Umberto Eco and the Semiotics

Eco proceeds from the Peircean assumption of “unlimited semiosis.” Though unlimited semiosis indicates that signs always refer to other signs (and that a text is open to infinite interpretations), Eco seeks a middle ground between univocal meaning and infinite meanings. For Eco unlimited semiosis is meaning established with reference to conditions of possibility. A univocal type of code is one where one system of elements is translated into an other system. For instance the Morse, where a system of codes and dashes corresponds to the letters of the alphabet.

(i) Eco is interested in the langue-parole constitution of language. The “code” corresponds, in Eco to the structure of the language. It (the code) correlates the “expression plane” of the language with the “content plane.” This is Eco’s “S-code“—the equivalent of the organisation of the elements of parole. S-codes may be denotative (the literal “reading” of a statement or sentence) or connotative (when another code is detected underneath).

(ii) The meaning of a sign-vehicle (the word) must be treated as independent of a supposedly real object (the “referential fallacy”). Thus “table” refers not to any particular/single table but to all tables. Codes have a social and cultural context. The response of an individual to a particular sign-vehicle imparts information about the particular “cultural unit” (the context). Evidently, then, signs can take on a multiplicity of’ meanings; each derived from the competence of the user. A sign not only stands for something, but must also be interpreted. What this idea suggests is that langue as a code becomes equivalent to the competence of the language user. Thus Eco is here providing a dynamic understanding of codes.

(iii) Eco develops the Q-model of the code, which he suggests is a model of “linguistic creativity.” The Q-Model supposes that the system can be added to, and that further data may be inferred from incomplete data. The code is therefore modified in accordance with the competence of the language user rather than being defined or determined by the code itself.  Eco’s theory of sign production focuses on the “ratio facils” and the “ratio difficilis.”

  1. a) Ratio facilis refers to the elements that can be easily assimilated by the code, and corresponds to the Peircean symbol.
  2. b) Ratio difficilis refers to elements that cannot be easily assimilated by the code (the Peircean icon). In the second type the sign of the object is motivated by the nature of the object itself.
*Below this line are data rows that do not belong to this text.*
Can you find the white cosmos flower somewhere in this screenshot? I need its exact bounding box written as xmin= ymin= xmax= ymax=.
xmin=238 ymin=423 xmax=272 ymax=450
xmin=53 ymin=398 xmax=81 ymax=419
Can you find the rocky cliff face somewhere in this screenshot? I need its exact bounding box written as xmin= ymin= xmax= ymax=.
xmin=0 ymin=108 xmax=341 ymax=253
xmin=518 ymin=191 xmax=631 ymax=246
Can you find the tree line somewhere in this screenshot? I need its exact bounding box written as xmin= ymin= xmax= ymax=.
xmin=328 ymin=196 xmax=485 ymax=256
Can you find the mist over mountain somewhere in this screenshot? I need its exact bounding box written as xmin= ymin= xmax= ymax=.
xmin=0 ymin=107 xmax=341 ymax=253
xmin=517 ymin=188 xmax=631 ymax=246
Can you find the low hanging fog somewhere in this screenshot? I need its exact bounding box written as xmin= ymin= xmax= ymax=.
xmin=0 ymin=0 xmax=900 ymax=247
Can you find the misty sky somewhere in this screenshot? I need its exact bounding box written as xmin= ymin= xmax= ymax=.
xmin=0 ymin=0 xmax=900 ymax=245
However, Eco argues that even the most motivated of signs have conventional elements. Any “outside” sign (that is an unconventional, unfamiliar sign, beyond the code) soon becomes conventionalised.

(iv) Eco’s typology of sign production is as follows:
1) Physical labour: effort required to produce the sign
(2) Recognition: object or event is identified as expressing a sign-content
(3) Ostension: an object or event is shown to be a symptom/exemplar of a whole class of objects or acts.
(4) Replica: describes the more difficult or “motivated” signs which eventually become conventionalised (mathematical signs and symbols, musical notations)
(5) Invention: a new sign, unavailable in the code or convention. This is also the basis of creativity.

Thus Eco’s model emphasises the creative and ever-adaptable nature of code and language itself.